LRMS Test: Cross
Streets Profile (XSP)
The Cross Streets Profile is
one of the messaging protocols in the LRMS. It communicates a location
in terms of an offset distance along a principal street between two cross
streets. For example, the incident below is located at 875 metres
[or
a relative distance: 55% of the way] along Birch St between Main St
and State St. Our task is to test this profile, i.e. to evaluate
its ability to transmit a message meaningfully and unambiguously between
databases.
|
Figure 1: The
Cross Streets Profile
|
Initial findings (Phase I) were
that the XSP was not a realistic messaging solution in the short term.

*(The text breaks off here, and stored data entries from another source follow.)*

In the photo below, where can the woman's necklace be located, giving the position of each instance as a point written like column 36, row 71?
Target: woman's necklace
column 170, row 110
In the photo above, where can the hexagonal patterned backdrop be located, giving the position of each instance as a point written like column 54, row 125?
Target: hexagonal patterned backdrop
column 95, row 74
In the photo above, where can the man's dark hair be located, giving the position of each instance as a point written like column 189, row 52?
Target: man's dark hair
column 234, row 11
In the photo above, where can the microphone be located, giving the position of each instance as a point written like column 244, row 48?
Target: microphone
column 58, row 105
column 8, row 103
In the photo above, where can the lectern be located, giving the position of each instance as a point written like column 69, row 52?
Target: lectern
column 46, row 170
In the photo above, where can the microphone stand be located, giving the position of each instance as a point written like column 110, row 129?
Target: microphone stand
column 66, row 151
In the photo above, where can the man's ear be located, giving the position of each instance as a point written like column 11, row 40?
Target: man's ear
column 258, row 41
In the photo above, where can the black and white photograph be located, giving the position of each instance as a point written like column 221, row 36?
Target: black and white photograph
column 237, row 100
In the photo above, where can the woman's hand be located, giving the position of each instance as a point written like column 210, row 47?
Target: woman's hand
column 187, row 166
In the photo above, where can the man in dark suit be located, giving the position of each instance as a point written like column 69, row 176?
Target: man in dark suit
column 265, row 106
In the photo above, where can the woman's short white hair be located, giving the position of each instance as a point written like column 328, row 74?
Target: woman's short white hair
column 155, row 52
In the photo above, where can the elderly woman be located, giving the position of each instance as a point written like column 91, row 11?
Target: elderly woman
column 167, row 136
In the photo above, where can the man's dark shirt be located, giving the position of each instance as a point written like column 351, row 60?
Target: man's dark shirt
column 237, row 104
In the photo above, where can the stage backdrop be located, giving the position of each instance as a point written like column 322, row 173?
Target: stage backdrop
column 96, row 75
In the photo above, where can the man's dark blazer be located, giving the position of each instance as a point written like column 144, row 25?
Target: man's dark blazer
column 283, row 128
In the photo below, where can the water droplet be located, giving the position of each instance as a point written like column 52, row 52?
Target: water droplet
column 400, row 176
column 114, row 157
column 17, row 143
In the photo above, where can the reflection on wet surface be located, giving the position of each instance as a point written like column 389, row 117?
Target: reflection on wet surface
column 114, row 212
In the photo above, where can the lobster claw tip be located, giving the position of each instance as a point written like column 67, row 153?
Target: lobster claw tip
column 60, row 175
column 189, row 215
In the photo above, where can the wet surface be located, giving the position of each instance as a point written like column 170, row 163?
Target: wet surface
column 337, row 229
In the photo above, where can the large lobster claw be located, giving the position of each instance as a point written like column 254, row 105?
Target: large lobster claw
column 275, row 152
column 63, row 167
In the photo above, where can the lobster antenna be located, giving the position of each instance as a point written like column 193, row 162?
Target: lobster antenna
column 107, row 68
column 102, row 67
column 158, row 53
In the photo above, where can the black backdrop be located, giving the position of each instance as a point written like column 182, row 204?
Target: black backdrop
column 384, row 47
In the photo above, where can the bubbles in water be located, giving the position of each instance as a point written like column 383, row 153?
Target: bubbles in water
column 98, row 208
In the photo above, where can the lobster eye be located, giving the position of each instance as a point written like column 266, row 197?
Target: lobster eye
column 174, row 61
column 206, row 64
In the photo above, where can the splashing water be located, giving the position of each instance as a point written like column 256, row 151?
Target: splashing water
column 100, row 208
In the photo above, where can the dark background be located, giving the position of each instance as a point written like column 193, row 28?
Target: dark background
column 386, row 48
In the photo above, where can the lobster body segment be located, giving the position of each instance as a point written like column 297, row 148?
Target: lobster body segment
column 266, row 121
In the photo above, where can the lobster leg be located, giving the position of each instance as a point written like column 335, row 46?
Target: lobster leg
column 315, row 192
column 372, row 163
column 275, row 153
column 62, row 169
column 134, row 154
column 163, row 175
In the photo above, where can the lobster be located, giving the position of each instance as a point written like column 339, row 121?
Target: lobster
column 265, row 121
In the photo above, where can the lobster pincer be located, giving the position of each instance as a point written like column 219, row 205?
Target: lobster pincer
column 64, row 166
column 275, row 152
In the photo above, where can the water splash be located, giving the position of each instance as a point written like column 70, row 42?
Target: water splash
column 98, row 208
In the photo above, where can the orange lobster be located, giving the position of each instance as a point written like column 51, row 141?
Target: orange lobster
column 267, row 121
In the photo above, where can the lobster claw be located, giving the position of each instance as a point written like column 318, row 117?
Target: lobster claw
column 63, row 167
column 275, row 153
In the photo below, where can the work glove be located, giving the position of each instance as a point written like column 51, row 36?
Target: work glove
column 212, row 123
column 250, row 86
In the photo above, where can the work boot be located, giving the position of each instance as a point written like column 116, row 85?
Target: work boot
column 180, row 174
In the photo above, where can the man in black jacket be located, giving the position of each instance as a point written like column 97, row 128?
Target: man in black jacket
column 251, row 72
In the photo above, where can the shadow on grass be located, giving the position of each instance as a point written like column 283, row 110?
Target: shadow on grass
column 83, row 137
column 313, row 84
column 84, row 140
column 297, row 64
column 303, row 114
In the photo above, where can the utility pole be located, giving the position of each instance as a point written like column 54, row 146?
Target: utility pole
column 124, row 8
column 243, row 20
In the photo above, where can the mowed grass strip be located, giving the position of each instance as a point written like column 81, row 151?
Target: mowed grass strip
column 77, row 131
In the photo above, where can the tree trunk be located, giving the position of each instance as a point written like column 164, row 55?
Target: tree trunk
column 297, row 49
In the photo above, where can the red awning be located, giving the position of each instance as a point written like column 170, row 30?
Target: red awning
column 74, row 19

We recommended that it be reinforced with location coordinates. This
led to a further series of tests (Phase II). The following is a condensed
report on the results of both Phases I and II.
With the inclusion of coordinates,
the XSP acquires an important characteristic. Since names and coordinates
are entirely independent and could be in conflict, agreement between the
two is a measure of reliability.
Unfortunately, the test results
cannot be encapsulated in a single figure or a short statement. Success
of the XSP depends on a number of factors including
-
inherent effectiveness of the
Profile
-
quality of implementation
flexibility and smarts of algorithms
-
quality of databases
-
vendor/municipal compliance
with standard practices
-
application context and user
requirements some (e.g. emergency management) are more exacting than
others.
Clearly a time-constrained test
effort must steer a course between a rigid, unintelligent interpretation
of the Profile, and a sophisticated implementation driven by substantial
investment and evolution. The test results below reflect current
data sets and vendor practices, which will inevitably improve over time.
The results should be seen as an indication of the types of errors that
can be encountered, as much as a pronouncement on the probability of success.
What's to Test?
Message failure could be caused
by
-
inadequacies in the profile
itself
-
name matching problems
-
database errors
Inadequacies in the Profile
The Profile does not specify
algorithms for composing or decoding the message. Location must be
inferred at the receiving end using only the information provided.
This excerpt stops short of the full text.